Last week, as a group of eleven women passed through security at a federal building in Washington, DC, a security guard asked where the group was from. “Sudan,” one of them answered. “Where are the men?” he followed-up. After a brief pause, one replied, “At home, fighting each other.”
The group is part of a women’s parliamentary caucus – the only cross-party caucus in the National Legislature of Sudan. Including all 82 women members of the upper and lower houses, members represent a range of regions, ethnicities and religious communities. Through support from the Parliamentary Centre and The Institute for Inclusive Security, representatives were in New York to attend the UN’s Commission on the Status of Women and in Washington, DC to advocate for women’s inclusion in decision-making.
Around the world, women’s parliamentary caucuses are establishing themselves as effective bodies for strengthening democratic governance.
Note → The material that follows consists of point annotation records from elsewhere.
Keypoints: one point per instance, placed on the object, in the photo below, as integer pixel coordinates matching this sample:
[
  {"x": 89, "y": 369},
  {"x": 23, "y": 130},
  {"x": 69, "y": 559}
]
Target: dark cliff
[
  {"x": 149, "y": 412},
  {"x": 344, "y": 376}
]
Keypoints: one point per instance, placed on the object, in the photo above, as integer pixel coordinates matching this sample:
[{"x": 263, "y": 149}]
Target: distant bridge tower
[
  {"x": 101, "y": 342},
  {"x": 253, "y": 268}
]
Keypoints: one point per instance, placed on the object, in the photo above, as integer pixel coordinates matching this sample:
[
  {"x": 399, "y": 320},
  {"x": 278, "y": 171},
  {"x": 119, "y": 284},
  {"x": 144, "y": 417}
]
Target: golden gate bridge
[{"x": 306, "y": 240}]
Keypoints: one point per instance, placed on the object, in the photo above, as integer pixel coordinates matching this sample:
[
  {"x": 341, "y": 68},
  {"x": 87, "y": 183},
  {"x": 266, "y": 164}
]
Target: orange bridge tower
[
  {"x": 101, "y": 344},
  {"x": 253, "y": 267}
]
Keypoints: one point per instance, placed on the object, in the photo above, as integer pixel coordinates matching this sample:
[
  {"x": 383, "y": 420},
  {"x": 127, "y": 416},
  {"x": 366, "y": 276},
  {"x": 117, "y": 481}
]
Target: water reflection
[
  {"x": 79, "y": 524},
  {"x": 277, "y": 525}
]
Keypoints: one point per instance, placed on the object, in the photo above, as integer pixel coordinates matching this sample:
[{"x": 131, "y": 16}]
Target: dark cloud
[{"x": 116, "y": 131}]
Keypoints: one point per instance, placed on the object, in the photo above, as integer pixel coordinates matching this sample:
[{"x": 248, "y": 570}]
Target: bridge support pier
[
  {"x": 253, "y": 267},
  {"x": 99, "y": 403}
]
In conflict-affected societies in particular, women’s caucuses are helping bridge social divisions, bolster marginalized voices, and strengthen legislative branches of government.
Sudanese women parliamentarians formed their caucus less than two years ago, but as members explain, “It was a baby born with teeth.” They worked with civil society to achieve a quota guaranteeing women a minimum of 25 percent of the seats in the National Assembly. Members reviewed the budget to ensure its sensitivity to gender issues. They convened a conference with women legislators in state and local bodies from throughout the country. Now looking ahead to elections scheduled for later this year, they’re traveling around Sudan to encourage other women to vote and run for office.
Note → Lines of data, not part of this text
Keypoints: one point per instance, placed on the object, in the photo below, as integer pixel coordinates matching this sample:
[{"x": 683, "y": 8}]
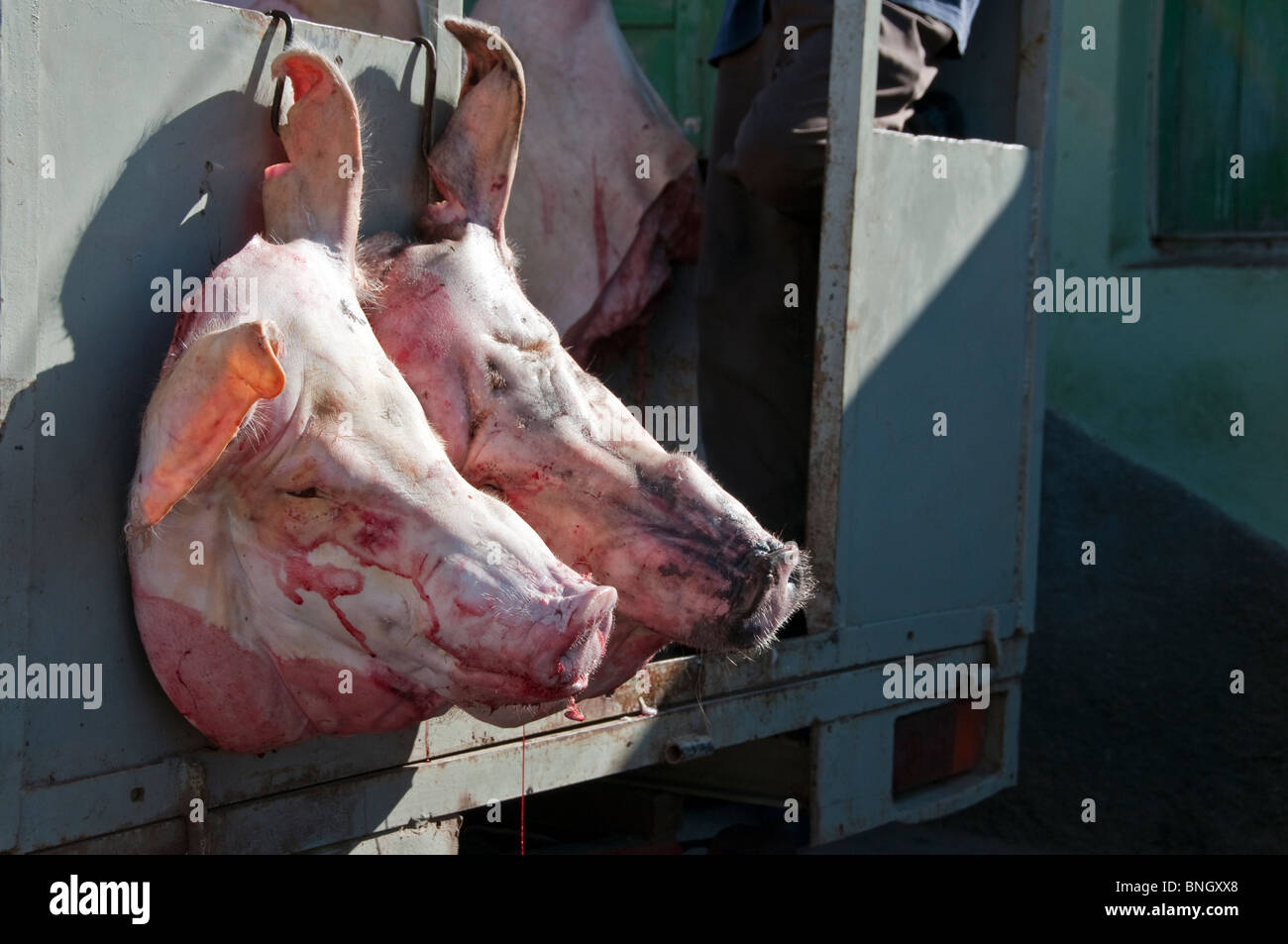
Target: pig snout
[
  {"x": 591, "y": 620},
  {"x": 776, "y": 586}
]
In building the Legislature’s only cross-party caucus, women are modeling the pragmatism and collaboration the international community has long called for and Sudanese citizens have long awaited. When one of the two parties to the Comprehensive Peace Agreement, the Sudan People’s Liberation Movement, suspended its participation in the Government of National Unity in 2007, many wondered whether the governing coalition would reunite. During that time, however, the women’s caucus continued to meet.
In Rwanda, where Inclusive Security worked closely with the women’s caucus, members demonstrated women parliamentarians’ unique contributions to fostering good governance. In developing gender-based violence legislation, the group put forward the first substantive piece of legislation initiated by the legislature rather than the executive branch. Equally significant to the content of the legislation was the process through which it was created. The women’s caucus convened Rwandans for public discussions across the country. Their consultations gathered data for the bill, built widespread support for its introduction, and strengthened connections between citizens and their representatives. The caucus then invited male parliamentarians to co-sponsor the bill, further broadening its support and appeal.
Increasingly, data is proving the effectiveness of women’s caucuses, including in areas not emerging from conflict. A US study revealed, for instance, that of the five state legislatures that passed the most legislation related to women’s, children’s, and family interests, four had formal women’s caucuses. None of the states with the worst records on these types of legislation had a women’s caucus.
Experiences from Sudan and Rwanda echo what women members of parliament elsewhere tell development partners. In interviews with members of the Parliamentary Centre’s Africa-Canada Parliamentary Strengthening Program gender network, the word used most frequently by members of parliament was ‘empowerment’. “Participation has been very good for me,” said one, “I have been empowered.”
This confidence results in part from being able to draw strength from numbers. With important influence from program participants, quota systems in Niger and Ethiopia substantially increased the number of women members of parliament in both countries. In Uganda, reserved seats for women were saved from electoral counter-reform. All were considered stand-alone outcomes of the program, which was funded by the Canadian International Development Agency, which also supports the Centre’s Peacebuilding and Strengthening Parliamentary Institutions in Sudan project.
Numbers alone, however, are insufficient. Women parliamentarians – and through them, women’s caucuses - need technical support.
“Budgetary oversight is increasingly viewed by male and female members of parliament alike as job number one,” says Parliamentary Centre President, Amelita Armit, “Demand for assistance in gender budgeting is especially high.” The disproportionate number of women and girls living without equal access to resources which address their basic social, educational, and health needs requires serious scrutiny of estimates of government spending. Building capacity for this kind of scrutiny will be the focus of the Centre’s next phase of pan-Africa programming.
Inclusive Security will continue to deliver support and advocate for technical assistance and financial resources to be directed in areas key to advancing the capacity and confidence of women legislators. These include conducting research to inform legislative priorities; clarifying the separation of powers and the roles, responsibilities, and opportunities of legislators; teaching skills such as public speaking and lobbying and encouraging women to run for office and providing campaign strategies and know-how.